Bug #5179 Chinese Word Searching Problem
Submitted: 24 Aug 2004 11:58 Modified: 24 Aug 2004 13:39
Reporter: Thomas Chan Email Updates:
Status: Won't fix Impact on me:
None 
Category:MySQL Server Severity:S1 (Critical)
Version:4.017 & 4.020 OS:Linux (Linux & Window)
Assigned to: CPU Architecture:Any

[24 Aug 2004 11:58] Thomas Chan
Description:
We tried to search one Chinese Word with the following Select Statement :-

-   "select * from library where chinesename like '%".addcslashes(trim($bookname),"\\_%")."%' ";

;where bookname entered as '偉'  - hex code value stored as 'b0b6'

When we tried to perform the search function by using PHP program will have the  unexpected result come out.

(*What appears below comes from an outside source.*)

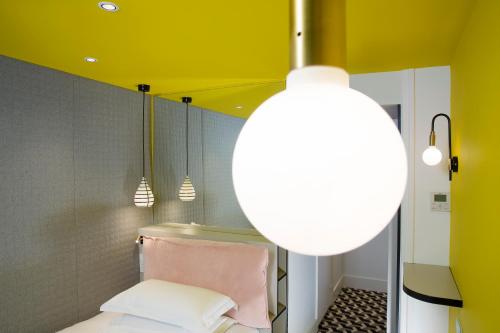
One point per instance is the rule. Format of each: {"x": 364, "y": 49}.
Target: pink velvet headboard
{"x": 235, "y": 269}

After our findings, we find out that the searching pattern cannot match for each '4' hex code as one unit character and it will search by wildcard pattern. As the Chinese Character will store as two bytes characters to represent one word so that this wildcard pattern searching will come out the wrong result. 

For example :-  1) 0xabb0b654a6b3
                          - this is wrong, b0b6 will represent as two Chinese word
                             (b0 for one word and b6 for another word)
                      2) 0xb0b6b56f7ebb  
                          - this is correct, 4 continoues bytes together as 'b066' and 
                             form as one chinese word. 
                      3) 0xbbc8abb0b654
                          - this is wrong, b0b6 will represent as two Chinese word
                             (b0 for one word and b6 for another word)

Is this a limitation of MySql to search the proper Chinese Word ?  

How to repeat:
1) To create the table with BLOB type to store the above chinese character.
2) To perform the search by typing : '偉'  
3) Wrong Result will come out as metioned on above
[24 Aug 2004 13:39] MySQL Verification Team
Thank you for writting to us. A problem that you describe truly exists in 4.0.

But, this is fixed in 4.1 and will not be fixed in 4.0.

Please try latest 4.1.4 and tell us if a search work.

But first you will have to define charsets very carefully.